Abidjan Ville Misère

Depuis ce samedi, Abidjan est dit-on devenue la ville lumière. Partout sur les grandes artères, des illuminations ont été installées et la ville brille de mille feux sous les lueurs des feux d’artifices généreusement offerts par la première dame.

S’il est vrai que ces illuminations sont belles et redonnent aux Ivoiriens l’envie de s’aventurer dehors la nuit tombée, la réalité sous les lumières n’est pas très reluisante. Beaucoup se demandent si les lumières sont la vraie priorité des Ivoiriens.

N’allons pas aussi loin. La semaine dernière, les étudiants de l’université Felix Houphouet Boigny se sont révoltés et ont entamés une grève pour dénoncer leur conditions de travail : ils n’ont pas assez de tables, les amphis pour beaucoup ne sont pas climatisés, ils n’ont pas de toilettes pour leur besoins, les tickets de restauration sont passés  de 200 f à 1.000 f  CFA, le quai des bus à été déplacé a 3 kilomètres de l’emplacement précédent (les navettes annoncées sont toujours invisibles) etc… Il faut ajouter à cela la cherté de la vie, le chômage ambiant, l’insécurité endémique, et une jeunesse perdue qui ne voit pas son horizon s’éclaircir.

Les Ivoiriens pour beaucoup comprennent mal ces lumières qui couteront quelques milliards aux contribuables.
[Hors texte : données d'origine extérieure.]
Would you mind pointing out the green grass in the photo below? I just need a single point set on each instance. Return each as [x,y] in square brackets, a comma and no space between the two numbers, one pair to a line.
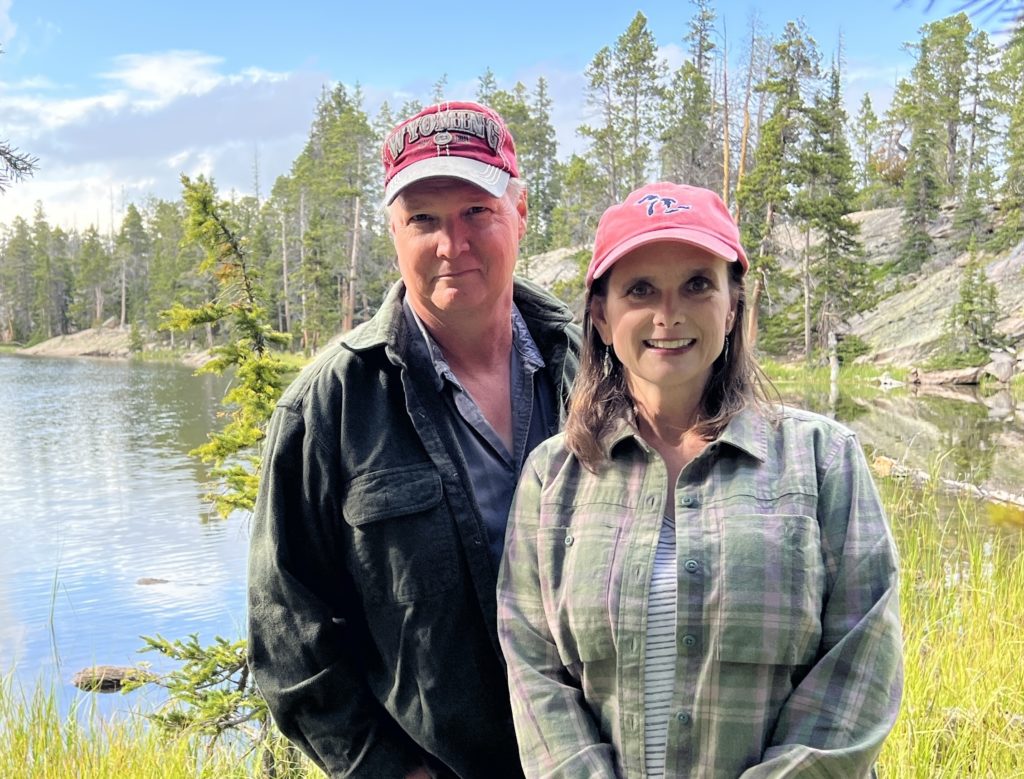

Cet argent n’aurait-il pas pu servir à autre chose ?

On me répondra : « Mais Monsieur, arrêtez d’être aigri, regardez comment les ivoiriens sont heureux, regardez Abobo la belle, taisez vous donc ».

C’est vrai que c’est beau, les lumières. Mais il y a d’autres priorités en Côte d’Ivoire. Le cas d’Abobo est emblématique, la commune la plus pauvre est la plus illuminée. Comme quoi c’est un excellent moyen de détourner l’attention des gens. Mais soyons heureux, il parait que la misère est moins pénible à la lumière. N’est ce pas…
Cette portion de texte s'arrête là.